What every Allied commander feared was the ten armored divisions of the Panzergruppe West, commanded by General Geyr von Schweppenburg, with their 170,000 men and 1,500 tanks. Schweppenburg was a gallant commander who knew that by keeping his army inland he could mount a massive counterattack and wipe out the Allies. The taking of the bridge by Major John Howard and his 6th Airborne commandos was imperative. It was the sole passage from east to west and would allow the invading forces to join them a few hours later. We move to the Gold and Sword Beaches, assigned to the Brits as revenge for the Dunkirk and Dieppe humiliation of four years earlier. I look over Lord Lovat’s bust, a ramrod-straight man I saw once at his son’s wedding, where I had been an usher. We arrive at a small farm where a young boy had told Company Sergeant Major Hollis that Germans with a Panzerfaust were hiding behind a hedge fifty meters away. Hollis attacked it with three men but failed to move it. He retired but was awarded the first Victoria Cross nonetheless for having attacked and taken out the first bunker blockhouse on the beach earlier. (The bunker had taken out six British tanks, but Hollis of the Essex Yeomanry blew it up single-handedly.) As James finishes the story, we see a very old man tending the garden. He’s most likely the little boy who signaled Hollis.

“Men don’t fight for ideas, they fight for their company, their squad, their buddy.”

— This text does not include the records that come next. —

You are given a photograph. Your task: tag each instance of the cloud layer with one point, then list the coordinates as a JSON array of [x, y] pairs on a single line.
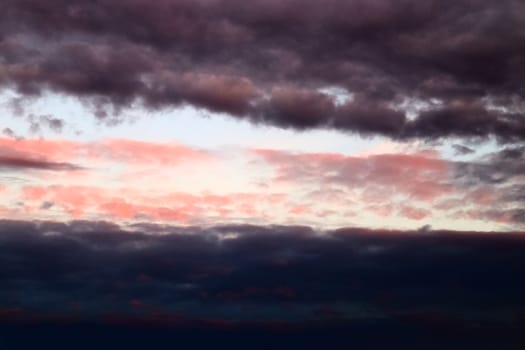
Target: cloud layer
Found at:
[[166, 275], [410, 69]]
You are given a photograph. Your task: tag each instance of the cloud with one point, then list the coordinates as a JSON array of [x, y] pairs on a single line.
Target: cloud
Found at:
[[21, 162], [414, 70], [86, 271]]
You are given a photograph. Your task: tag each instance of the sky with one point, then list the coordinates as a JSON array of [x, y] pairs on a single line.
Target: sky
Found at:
[[203, 155]]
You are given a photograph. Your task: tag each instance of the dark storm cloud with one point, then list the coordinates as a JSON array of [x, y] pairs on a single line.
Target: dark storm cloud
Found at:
[[267, 60], [95, 270]]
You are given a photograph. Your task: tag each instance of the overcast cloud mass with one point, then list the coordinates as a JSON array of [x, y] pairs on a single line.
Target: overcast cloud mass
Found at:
[[250, 173]]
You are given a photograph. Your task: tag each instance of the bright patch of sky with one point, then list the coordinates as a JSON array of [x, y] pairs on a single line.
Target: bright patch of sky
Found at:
[[186, 125]]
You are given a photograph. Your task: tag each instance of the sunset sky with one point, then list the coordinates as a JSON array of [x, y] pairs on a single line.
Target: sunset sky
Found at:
[[210, 150]]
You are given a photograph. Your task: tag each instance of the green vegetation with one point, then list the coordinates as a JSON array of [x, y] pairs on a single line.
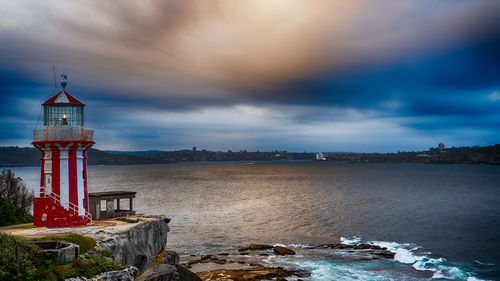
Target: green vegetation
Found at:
[[15, 200], [127, 220], [86, 243], [87, 266], [34, 264], [20, 226], [30, 259]]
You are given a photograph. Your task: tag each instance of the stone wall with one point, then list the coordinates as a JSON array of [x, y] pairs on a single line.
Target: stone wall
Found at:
[[137, 245]]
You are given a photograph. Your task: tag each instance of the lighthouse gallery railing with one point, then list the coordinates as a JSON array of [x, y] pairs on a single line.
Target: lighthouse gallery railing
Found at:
[[71, 206]]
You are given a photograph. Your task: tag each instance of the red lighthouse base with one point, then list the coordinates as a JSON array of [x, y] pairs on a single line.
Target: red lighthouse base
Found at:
[[51, 214]]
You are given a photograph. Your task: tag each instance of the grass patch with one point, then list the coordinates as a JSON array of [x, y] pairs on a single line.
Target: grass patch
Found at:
[[34, 264], [26, 226], [127, 220], [30, 259], [86, 243], [87, 266]]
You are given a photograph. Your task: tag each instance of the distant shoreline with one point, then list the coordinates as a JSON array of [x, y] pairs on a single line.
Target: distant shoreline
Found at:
[[27, 156]]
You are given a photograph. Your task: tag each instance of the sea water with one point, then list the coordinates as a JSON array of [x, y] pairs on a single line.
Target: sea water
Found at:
[[441, 221]]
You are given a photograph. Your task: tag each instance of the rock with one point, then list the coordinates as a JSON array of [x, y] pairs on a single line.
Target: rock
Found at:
[[186, 274], [260, 273], [128, 274], [371, 251], [283, 251], [256, 247], [160, 272], [137, 245]]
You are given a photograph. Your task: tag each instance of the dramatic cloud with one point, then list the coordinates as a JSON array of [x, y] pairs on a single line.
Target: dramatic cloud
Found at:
[[249, 74]]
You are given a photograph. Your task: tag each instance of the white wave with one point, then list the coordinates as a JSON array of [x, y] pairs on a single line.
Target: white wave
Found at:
[[350, 241], [404, 253], [293, 245]]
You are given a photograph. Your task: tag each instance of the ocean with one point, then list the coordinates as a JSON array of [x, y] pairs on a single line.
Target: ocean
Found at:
[[441, 221]]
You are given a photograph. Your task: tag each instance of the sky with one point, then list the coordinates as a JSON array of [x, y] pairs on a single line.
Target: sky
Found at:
[[295, 75]]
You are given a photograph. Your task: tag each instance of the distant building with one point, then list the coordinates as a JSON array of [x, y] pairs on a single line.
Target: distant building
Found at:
[[441, 146]]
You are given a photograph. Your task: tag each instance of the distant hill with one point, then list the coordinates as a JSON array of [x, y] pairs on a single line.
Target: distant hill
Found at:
[[142, 152], [27, 156]]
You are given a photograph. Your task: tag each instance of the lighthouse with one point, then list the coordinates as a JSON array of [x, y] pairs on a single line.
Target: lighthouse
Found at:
[[63, 143]]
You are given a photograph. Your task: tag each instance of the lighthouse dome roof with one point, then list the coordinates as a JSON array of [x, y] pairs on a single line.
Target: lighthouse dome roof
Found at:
[[62, 97]]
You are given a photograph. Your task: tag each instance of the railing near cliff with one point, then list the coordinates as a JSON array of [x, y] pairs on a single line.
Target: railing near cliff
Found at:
[[74, 208]]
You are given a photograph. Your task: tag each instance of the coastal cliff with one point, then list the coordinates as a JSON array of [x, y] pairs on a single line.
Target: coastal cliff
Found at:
[[135, 246], [138, 242]]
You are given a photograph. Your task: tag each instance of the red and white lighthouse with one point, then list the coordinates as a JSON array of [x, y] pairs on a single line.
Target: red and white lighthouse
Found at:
[[63, 142]]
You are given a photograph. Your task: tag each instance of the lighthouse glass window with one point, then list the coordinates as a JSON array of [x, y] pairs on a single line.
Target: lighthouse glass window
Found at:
[[57, 115]]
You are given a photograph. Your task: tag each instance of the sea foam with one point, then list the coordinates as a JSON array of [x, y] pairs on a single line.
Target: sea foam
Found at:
[[405, 253]]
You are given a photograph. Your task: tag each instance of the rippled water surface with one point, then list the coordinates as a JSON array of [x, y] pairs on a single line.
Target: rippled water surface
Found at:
[[445, 218]]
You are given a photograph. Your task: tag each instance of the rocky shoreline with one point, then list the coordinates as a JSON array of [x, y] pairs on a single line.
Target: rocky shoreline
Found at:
[[142, 246], [246, 263]]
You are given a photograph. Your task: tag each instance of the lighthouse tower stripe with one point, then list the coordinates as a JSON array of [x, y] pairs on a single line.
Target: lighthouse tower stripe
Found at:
[[56, 168], [42, 172], [84, 164], [72, 174], [81, 187], [64, 176]]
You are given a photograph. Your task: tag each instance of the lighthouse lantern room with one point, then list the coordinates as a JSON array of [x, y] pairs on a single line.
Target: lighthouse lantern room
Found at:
[[63, 142]]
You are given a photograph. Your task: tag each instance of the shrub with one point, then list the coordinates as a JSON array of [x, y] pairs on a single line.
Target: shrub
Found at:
[[15, 200], [85, 243], [30, 259]]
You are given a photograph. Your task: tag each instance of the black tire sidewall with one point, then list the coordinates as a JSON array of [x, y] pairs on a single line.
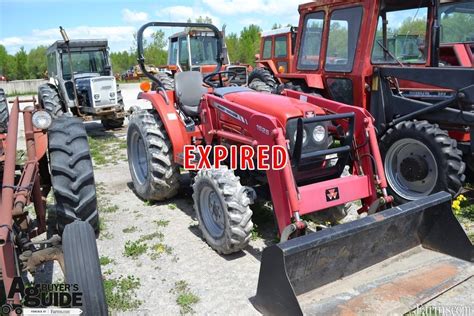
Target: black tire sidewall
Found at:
[[222, 240], [142, 189], [410, 133]]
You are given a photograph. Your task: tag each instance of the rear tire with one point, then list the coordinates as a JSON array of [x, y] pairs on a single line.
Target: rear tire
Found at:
[[262, 80], [421, 159], [82, 267], [49, 99], [4, 116], [222, 207], [150, 157], [165, 79], [72, 174]]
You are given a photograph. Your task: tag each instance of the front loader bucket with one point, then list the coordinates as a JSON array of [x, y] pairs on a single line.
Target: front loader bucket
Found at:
[[387, 263]]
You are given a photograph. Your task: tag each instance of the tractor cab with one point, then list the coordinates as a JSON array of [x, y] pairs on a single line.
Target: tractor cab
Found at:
[[195, 49]]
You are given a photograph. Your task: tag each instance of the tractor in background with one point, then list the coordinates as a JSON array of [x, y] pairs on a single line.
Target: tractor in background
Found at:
[[321, 137], [347, 51], [81, 82], [195, 49]]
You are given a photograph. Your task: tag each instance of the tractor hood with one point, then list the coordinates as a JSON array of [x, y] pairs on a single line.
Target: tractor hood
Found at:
[[281, 107]]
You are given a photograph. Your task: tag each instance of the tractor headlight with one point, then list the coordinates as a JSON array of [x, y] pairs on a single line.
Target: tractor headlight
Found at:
[[42, 119], [305, 137], [319, 134]]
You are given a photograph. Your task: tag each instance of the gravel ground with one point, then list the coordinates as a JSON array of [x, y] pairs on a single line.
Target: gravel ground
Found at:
[[223, 284]]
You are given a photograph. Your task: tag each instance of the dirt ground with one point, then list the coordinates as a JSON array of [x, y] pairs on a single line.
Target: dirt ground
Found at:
[[159, 246]]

James’ theory against the one that tells us the Allies advanced much too slowly is that democracies do not force men to advance at gunpoint, dictatorships do. I’m not so sure. Men don’t fight for ideas, they fight for their company, their squad, their buddy. People nowadays worry about self-help bromides, their insecurities, sensitivities, their shopping. They worry about their encroaching mortality. Not so on the front line. Like an athlete, you don’t think—you follow orders and look out for the next man. The sense of camaraderie is all.

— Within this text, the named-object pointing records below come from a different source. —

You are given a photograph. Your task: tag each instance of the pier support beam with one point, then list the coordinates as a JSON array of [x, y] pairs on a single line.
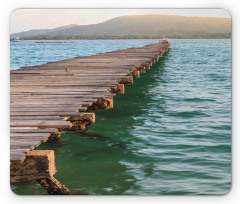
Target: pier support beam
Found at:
[[80, 123], [118, 90], [104, 103], [38, 165], [53, 186], [127, 80], [136, 74]]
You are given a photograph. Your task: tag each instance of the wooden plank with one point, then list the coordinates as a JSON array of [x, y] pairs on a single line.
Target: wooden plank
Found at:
[[41, 123], [40, 96]]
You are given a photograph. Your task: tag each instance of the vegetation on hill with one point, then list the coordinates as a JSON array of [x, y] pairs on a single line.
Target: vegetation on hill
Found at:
[[140, 27]]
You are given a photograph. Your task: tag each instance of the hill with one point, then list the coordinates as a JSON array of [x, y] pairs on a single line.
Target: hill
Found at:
[[148, 26]]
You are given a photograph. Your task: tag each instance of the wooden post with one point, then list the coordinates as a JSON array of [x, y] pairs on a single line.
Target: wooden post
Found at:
[[80, 122], [53, 186], [118, 90], [136, 74], [104, 103], [37, 164], [147, 66], [127, 80]]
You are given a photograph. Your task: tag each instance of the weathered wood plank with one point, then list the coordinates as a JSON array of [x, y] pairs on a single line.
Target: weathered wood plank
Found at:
[[42, 96]]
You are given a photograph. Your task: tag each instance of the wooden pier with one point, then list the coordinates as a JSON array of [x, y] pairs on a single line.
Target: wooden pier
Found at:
[[63, 95]]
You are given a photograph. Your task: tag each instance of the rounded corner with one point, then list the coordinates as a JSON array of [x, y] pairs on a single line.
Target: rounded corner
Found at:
[[227, 11]]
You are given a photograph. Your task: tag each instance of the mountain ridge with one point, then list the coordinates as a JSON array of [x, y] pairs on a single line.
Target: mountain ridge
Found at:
[[146, 25]]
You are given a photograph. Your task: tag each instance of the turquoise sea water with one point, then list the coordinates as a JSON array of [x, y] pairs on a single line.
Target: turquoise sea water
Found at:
[[170, 133]]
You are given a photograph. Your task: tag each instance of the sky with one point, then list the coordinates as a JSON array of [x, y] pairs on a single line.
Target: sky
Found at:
[[28, 19]]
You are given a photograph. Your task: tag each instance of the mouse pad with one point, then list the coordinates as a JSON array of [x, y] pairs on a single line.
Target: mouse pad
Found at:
[[120, 101]]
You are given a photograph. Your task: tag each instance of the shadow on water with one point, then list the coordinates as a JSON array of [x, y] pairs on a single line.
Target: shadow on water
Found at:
[[93, 161]]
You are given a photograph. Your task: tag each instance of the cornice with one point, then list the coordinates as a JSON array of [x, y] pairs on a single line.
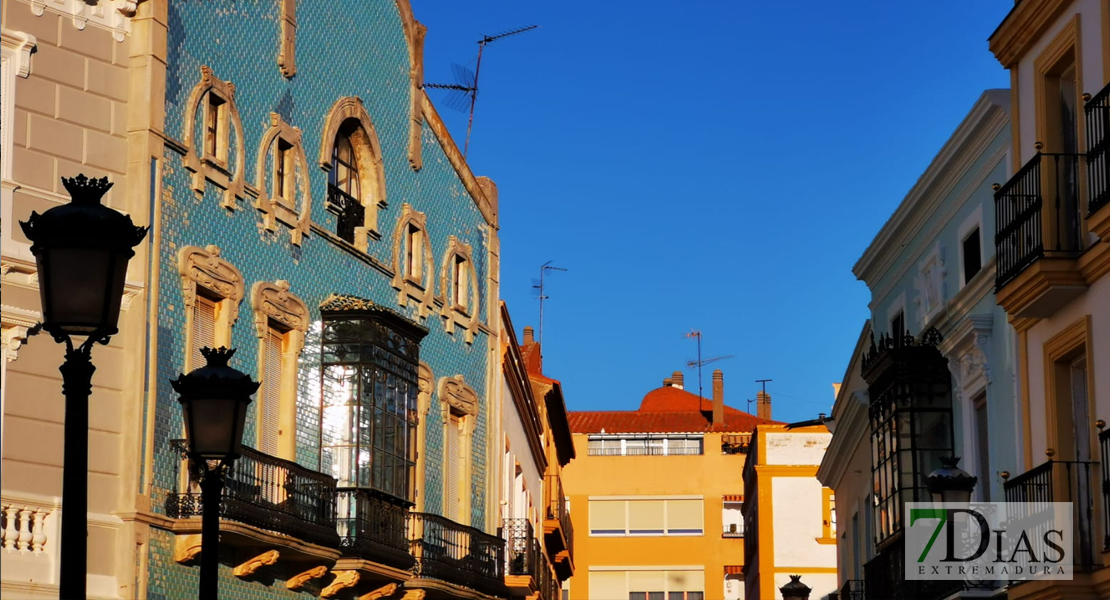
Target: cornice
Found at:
[[987, 119], [1022, 27]]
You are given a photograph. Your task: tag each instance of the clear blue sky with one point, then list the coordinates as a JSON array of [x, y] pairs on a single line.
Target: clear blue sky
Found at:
[[718, 165]]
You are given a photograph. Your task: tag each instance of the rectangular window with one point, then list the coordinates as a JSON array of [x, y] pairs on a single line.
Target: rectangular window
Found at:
[[972, 257]]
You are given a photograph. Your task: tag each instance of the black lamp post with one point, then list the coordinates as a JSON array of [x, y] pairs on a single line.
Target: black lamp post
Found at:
[[81, 250], [950, 484], [214, 399], [795, 590]]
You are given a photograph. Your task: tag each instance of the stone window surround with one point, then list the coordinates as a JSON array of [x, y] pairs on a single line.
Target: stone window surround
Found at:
[[214, 169], [205, 268], [292, 211], [273, 303], [462, 400], [456, 315], [371, 169], [422, 288]]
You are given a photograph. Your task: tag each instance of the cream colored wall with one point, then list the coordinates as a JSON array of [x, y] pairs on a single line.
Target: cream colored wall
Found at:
[[1092, 65], [70, 117], [712, 476]]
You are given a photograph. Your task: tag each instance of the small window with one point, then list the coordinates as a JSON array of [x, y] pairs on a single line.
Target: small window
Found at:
[[972, 257], [215, 128]]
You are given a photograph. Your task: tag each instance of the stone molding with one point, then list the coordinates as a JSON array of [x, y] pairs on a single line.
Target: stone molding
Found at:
[[295, 211], [214, 169]]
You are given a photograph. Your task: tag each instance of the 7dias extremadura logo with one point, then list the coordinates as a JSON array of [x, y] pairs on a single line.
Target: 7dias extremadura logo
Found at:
[[984, 541]]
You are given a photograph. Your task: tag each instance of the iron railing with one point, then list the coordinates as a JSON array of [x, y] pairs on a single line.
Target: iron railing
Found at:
[[556, 509], [270, 494], [1058, 481], [373, 528], [1098, 150], [456, 553], [1043, 192], [853, 589], [1105, 445], [349, 212]]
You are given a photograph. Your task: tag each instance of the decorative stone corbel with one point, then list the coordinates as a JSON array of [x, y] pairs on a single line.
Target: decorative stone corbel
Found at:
[[187, 548], [343, 580], [384, 591], [299, 580], [265, 559]]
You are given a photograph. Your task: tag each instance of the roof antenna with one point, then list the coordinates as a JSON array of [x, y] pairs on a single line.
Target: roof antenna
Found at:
[[466, 82], [699, 363], [543, 270]]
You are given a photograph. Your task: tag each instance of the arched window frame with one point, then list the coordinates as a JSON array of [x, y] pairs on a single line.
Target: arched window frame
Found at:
[[221, 281], [291, 211], [419, 286], [462, 400], [369, 154], [224, 168], [273, 305], [456, 314]]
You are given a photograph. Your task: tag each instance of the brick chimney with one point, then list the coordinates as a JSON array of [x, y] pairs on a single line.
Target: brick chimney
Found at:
[[763, 405], [718, 397]]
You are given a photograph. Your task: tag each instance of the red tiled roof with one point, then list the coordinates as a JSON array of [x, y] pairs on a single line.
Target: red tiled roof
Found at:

That evening, fired up after the battle images, we order some very good wine. A wonderful and very humorous friend, John Moore, orders a 65-minute egg, which arrives after 65 minutes and is microscopic. While waiting I notice our waitress, not a particularly pretty girl but pure and innocent-looking, my type, with prominent glasses. I am stricken and ask her to dine with me the next day. She blushes—a blush in 2018 is as rare as a real Fabergé in an Arab souk—and tells me it’s impossible because she’s engaged and is to be married next week. This drives me mad with desire and I insist. She resists. “Don’t be so middle-class,” I advise her. Then I sort of blow it by reminding her that if the French army had resisted like her in 1940, we wouldn’t all be here in the first place. Having told her I have German blood and am married to a German doesn’t help, but I get some encouragement from the concierge, who—Iago-like—whispers to me to keep trying. “Margo, Margo,” I howl into the night like some lovelorn werewolf.

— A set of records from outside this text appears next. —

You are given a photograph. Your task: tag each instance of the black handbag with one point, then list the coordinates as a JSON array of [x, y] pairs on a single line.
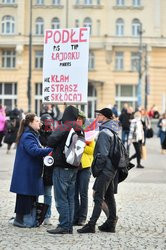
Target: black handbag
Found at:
[[149, 133], [41, 210]]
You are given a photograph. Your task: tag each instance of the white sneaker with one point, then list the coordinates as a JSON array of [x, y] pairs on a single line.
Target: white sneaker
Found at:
[[47, 221]]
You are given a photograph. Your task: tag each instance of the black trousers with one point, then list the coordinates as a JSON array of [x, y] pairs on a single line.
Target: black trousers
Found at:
[[137, 146], [104, 191]]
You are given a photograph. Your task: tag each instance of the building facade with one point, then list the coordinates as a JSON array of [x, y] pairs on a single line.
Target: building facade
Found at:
[[127, 47]]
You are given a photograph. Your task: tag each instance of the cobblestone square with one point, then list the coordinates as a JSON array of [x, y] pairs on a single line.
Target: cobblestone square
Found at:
[[141, 205]]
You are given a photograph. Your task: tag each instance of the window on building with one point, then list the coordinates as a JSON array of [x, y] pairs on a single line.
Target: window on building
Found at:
[[126, 94], [56, 2], [55, 24], [120, 2], [135, 27], [8, 25], [119, 27], [119, 61], [88, 23], [77, 23], [39, 59], [8, 94], [91, 65], [39, 2], [88, 2], [134, 61], [8, 1], [8, 58], [136, 3], [38, 98], [39, 26]]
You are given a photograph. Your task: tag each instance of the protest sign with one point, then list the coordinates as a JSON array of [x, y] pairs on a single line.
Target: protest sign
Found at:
[[65, 66]]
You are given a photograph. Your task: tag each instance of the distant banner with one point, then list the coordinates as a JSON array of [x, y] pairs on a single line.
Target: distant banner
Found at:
[[65, 66]]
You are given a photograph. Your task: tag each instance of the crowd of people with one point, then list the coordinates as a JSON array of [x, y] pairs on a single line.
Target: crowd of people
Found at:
[[37, 137]]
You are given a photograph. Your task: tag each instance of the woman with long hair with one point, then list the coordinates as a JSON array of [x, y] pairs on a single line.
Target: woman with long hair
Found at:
[[27, 180]]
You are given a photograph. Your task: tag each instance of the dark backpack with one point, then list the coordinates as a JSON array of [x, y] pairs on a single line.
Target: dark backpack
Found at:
[[74, 147], [120, 158]]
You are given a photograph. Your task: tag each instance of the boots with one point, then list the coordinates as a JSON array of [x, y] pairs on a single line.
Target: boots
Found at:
[[88, 228], [108, 227]]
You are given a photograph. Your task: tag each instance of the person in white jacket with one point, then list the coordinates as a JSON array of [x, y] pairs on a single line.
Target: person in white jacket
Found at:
[[136, 136]]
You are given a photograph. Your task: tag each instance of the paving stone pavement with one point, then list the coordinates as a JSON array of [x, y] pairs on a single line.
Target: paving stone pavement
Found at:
[[141, 208]]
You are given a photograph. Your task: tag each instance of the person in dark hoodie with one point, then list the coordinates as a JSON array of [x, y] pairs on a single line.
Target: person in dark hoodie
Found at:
[[105, 172], [64, 174], [45, 131]]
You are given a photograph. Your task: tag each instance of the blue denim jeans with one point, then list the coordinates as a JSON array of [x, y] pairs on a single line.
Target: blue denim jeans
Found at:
[[48, 199], [64, 190], [81, 194]]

On Tilly Point 103, in Bayeux, twelve SS Hitlerjugend Division tanks finally engage the Allies. Panzer Lehr has come up from Le Mans posthaste to join the fight. Tank warfare is not like in the movies. Tanks are death traps; they operate in total darkness. The fumes are suffocating, and molten bits of metal hurl against one another, the kinetic energy blowing up tanks full of men, who are then scraped out in tiny bits, nothing resembling a human being left inside. No human can take more than four days of tank fighting.

The battle rages back and forth; the great German tank commander Michael Wittmann—230 Allied tanks—is killed, 17-year-old paratroopers without any training are walking up from Le Mans, and Wehrmacht lieutenant general Lüttwitz receives a message from an American commander that he has captured German nurses and is willing to send them over. Lüttwitz rings up Rommel, who tells him to accept the nurses and thank the Americans, as “I will most likely throw in the towel because Berlin is lying and sending us nothing,” or words to that effect. Lüttwitz tells the Swabian that he will follow him, whatever he decides. The next day, Rommel is machine-gunned from the air as he’s traveling in an open car with his marshal’s insignia for all to see. (Historian David Irving sent me a message about last week’s column saying that Hitler was absolutely certain that the invasion would be in Normandy, and that the German generals changed their tune after the war.) We visit the cemeteries and our mood gets very dark.